Un graffiti à Paris.

Ta mère Écouter est une plaisanterie essentiellement utilisée comme insulte, comme interjection ou dans le cadre d'une joute oratoire. La formulation est attestée au début du XXe siècle dans les pratiques discursives des communautés noires américaines.

Approches sociolinguistique et psycholinguistique[modifier | modifier le code]

Ta mère peut être catégorisé, de façon ambivalente, selon le contexte, comme une insulte ou comme une vanne (propos désobligeant, fantaisiste, une répartie spirituelle souvent moqueuse)[1] qui, elle, n’a pas pour finalité d’offenser irrémédiablement celui à qui elles sont adressées[2]. Les références à la mère sont le plus souvent désémantisées et ritualisées. Elles sont figées et ne visent pas directement la mère de celui qui est vanné[3]. Ta mère, comme d'autres vannes de même nature, fait l'objet d'une surexploitation, et se comprend comme une réalisation de l’opposition entre des adolescents et la classe moyenne, les vannes n’étant « bonnes » que si elles choquent les locuteurs tendant vers la norme[4]. L'expression peut parfois être produite hors du cadre des insultes ou des vannes avec une valeur de figement : « comment il pleuvait sa mère c’était trop, je me suis fait piquer sa mère », c'est un phatique ponctuant le discours[3].

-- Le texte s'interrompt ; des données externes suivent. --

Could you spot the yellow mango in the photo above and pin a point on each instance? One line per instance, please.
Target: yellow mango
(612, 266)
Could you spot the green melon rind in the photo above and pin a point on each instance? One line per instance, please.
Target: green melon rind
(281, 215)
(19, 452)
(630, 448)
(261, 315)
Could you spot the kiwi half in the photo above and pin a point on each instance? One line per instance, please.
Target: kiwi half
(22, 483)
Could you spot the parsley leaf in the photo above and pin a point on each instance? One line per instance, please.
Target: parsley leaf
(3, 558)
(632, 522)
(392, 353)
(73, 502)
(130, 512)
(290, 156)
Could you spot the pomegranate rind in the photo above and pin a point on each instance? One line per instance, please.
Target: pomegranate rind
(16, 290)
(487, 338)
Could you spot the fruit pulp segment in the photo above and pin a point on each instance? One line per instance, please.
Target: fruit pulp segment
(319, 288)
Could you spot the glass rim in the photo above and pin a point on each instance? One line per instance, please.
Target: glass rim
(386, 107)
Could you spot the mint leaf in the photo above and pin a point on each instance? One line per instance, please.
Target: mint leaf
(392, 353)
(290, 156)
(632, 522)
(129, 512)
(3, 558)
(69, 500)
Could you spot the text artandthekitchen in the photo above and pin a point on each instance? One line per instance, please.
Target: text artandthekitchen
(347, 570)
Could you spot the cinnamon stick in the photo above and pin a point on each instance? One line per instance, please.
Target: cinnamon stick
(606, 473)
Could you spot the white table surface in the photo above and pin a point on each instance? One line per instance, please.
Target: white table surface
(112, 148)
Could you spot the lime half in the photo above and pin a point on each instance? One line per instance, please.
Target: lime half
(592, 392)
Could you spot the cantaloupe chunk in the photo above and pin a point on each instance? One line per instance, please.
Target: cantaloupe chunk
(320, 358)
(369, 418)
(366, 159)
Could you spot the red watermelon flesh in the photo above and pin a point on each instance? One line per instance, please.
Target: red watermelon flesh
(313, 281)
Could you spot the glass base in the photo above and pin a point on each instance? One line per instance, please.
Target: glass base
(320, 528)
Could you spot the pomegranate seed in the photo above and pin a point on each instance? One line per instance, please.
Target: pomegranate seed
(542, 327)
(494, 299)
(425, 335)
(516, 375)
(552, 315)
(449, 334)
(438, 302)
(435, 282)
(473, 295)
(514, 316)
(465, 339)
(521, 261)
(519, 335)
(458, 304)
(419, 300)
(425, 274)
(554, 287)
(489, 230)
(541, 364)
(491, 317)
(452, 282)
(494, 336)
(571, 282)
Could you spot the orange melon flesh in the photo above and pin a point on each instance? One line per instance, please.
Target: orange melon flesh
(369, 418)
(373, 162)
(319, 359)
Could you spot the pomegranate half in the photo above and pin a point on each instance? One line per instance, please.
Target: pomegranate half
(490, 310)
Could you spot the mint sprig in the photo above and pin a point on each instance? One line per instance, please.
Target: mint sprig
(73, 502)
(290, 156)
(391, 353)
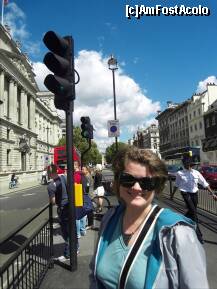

Willam Labov atteste dans son ouvrage Language in the Inner City (1972)[5] de l'existence de vannes impliquant les parents dès les années 1940-1950 (elles ont alors une forme rimée) notamment à Chicago, utilisées oralement par la communauté noire américaine. Labov décrit l'insulte rituelle comme une pratique discursive, mettant le plus souvent deux personnes en confrontation, qui échangent des coups, des insultes pouvant être a priori considérées comme très violentes, toutefois sans qu'aucun des deux participants ne se sente véritablement insulté. Si l'un s'estimait tout à coup insulté, cela consacrerait la victoire de l'adversaire et le jeu verbal deviendrait un combat physique[6].

La vanne ta mère prend également son sens à la lumière de la littérature scientifique anglophone sur les dozens ou dirty dozens de la communauté noire américaine, qui sont des joutes verbales où ta mère a une place centrale. Selon Claudine Moïse, « quand les jeunes Noirs doivent quitter le monde de la mère et entrer dans celui des hommes, ils apprennent à trouver leur position dans le groupe et à affirmer leur virilité en mettant en scène la mère d’autrui. Par la parole et les jeux interactionnels, ils mettent à l’épreuve leur force virile, vannent et placent l’adversaire dans une position basse, dans un rôle passif, non viril. »[3].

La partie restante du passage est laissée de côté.